For one thing, Gaynor goes through six complete costume changes -- starting with a sailor suit similar to the one she wore for the "Honey Bun" sequence in the film version of South Pacific, and moving on to a variety of soigne and glamorous ensembles that show off her still-fabulous figure.
The costume changes also allow the energetic Gaynor some brief offstage time, while allowing audiences to be treated to clips from her films and television specials -- projected onto a large screen on the stage -- that serve as a potent reminder of her gifts as an entertainer. (It's a similar strategy to the one used by Cher in her Las Vegas act.)

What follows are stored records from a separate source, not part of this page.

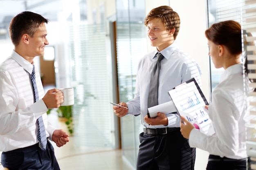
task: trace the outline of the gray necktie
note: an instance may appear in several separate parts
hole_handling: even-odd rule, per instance
[[[150,79],[148,98],[148,108],[158,104],[158,75],[161,66],[160,63],[164,57],[161,53],[157,53],[156,55],[157,57],[157,61],[153,68]]]

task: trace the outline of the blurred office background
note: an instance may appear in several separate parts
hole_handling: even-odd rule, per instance
[[[29,11],[50,20],[49,44],[35,62],[45,91],[73,87],[75,92],[71,141],[55,149],[61,169],[134,170],[140,117],[119,118],[109,102],[133,98],[138,61],[154,49],[148,41],[146,15],[160,5],[178,13],[176,41],[198,62],[202,90],[210,102],[223,70],[211,64],[204,31],[229,19],[243,25],[248,1],[255,9],[255,0],[0,0],[0,62],[13,49],[8,27],[14,16]],[[49,121],[66,128],[57,111],[51,111]],[[208,155],[197,150],[195,170],[205,169]]]

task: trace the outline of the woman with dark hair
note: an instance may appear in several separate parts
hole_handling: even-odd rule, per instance
[[[207,170],[245,170],[247,156],[245,116],[249,81],[240,58],[241,26],[232,20],[222,22],[207,30],[205,35],[215,67],[225,69],[220,84],[212,91],[211,103],[206,106],[216,133],[207,136],[183,117],[180,131],[189,139],[191,147],[209,153]]]

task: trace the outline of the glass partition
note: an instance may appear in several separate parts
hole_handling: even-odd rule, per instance
[[[140,0],[117,0],[117,52],[120,102],[127,102],[135,93],[137,67],[139,59],[147,52],[145,4]],[[142,131],[140,117],[121,118],[123,154],[135,167]]]

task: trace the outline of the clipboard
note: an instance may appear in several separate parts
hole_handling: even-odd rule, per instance
[[[186,118],[197,130],[207,135],[215,132],[208,110],[205,107],[209,103],[194,78],[168,93],[180,116]]]

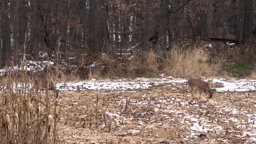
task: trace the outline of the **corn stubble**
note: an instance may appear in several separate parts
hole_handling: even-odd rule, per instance
[[[1,84],[0,144],[59,143],[56,120],[59,103],[47,90],[45,95],[30,90],[32,80],[26,74],[24,57],[22,61],[20,79],[16,77],[13,69]],[[17,88],[18,80],[20,89],[13,91],[13,84]]]

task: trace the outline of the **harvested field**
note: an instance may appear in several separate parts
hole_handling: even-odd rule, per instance
[[[141,85],[153,86],[144,88],[121,88],[124,86],[121,85],[118,88],[89,89],[91,87],[81,86],[81,82],[78,85],[81,86],[71,88],[75,91],[62,92],[58,100],[61,105],[58,122],[61,143],[256,142],[255,92],[215,92],[213,98],[207,101],[203,94],[199,99],[196,91],[197,99],[192,99],[190,94],[184,96],[185,82],[167,79],[151,82],[135,80],[140,81]],[[124,85],[136,84],[120,81]],[[255,82],[249,82],[243,85],[255,85]],[[64,85],[66,88],[69,84],[58,85],[60,88]],[[210,85],[215,88],[223,86],[219,82]]]

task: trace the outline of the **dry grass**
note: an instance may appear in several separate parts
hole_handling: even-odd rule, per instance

Those gifts, alas, are not as evident on the Regency stage as one might hope. While she still possesses the ability for some lovely vocalizing, her arrangements are way too rangy and her song choices seem oddly random. Her strongest moment is a wistful then forceful take on Irving Berlin's "There's No Business Like Show Business," and there's a certain pleasing nostalgia in a medley of song snippets from South Pacific. And though it appears Gaynor can still shake her remarkably well-toned legs, the stage is far too small to allow her to do much movement.
Still, Gaynor proves to be a delightful (if sometimes rambling) storyteller. Her recollections of her first date with husband-to-be Jack Bean, getting dressed to meet the Duke and Duchess of Windsor at El Morocco, and what happened after she convinced good pal Ethel Merman to come to New Jersey to watch her new club act all generate genuine laughs. Gaynor is clearly not the kiss-and-tell type, nor does she engage in much negativity. (She does call fellow starlet, Vera-Ellen, "that bitch," but I think it was meant in jest.) And her rapport with the audience seems truly genuine.
Patrons expecting a well-structured club act or Vegas-style extravaganza will probably not find Razzle Dazzle! all that dazzling, but fans who simply want to be in the room with Gaynor will likely leave the Regency more than satisfied.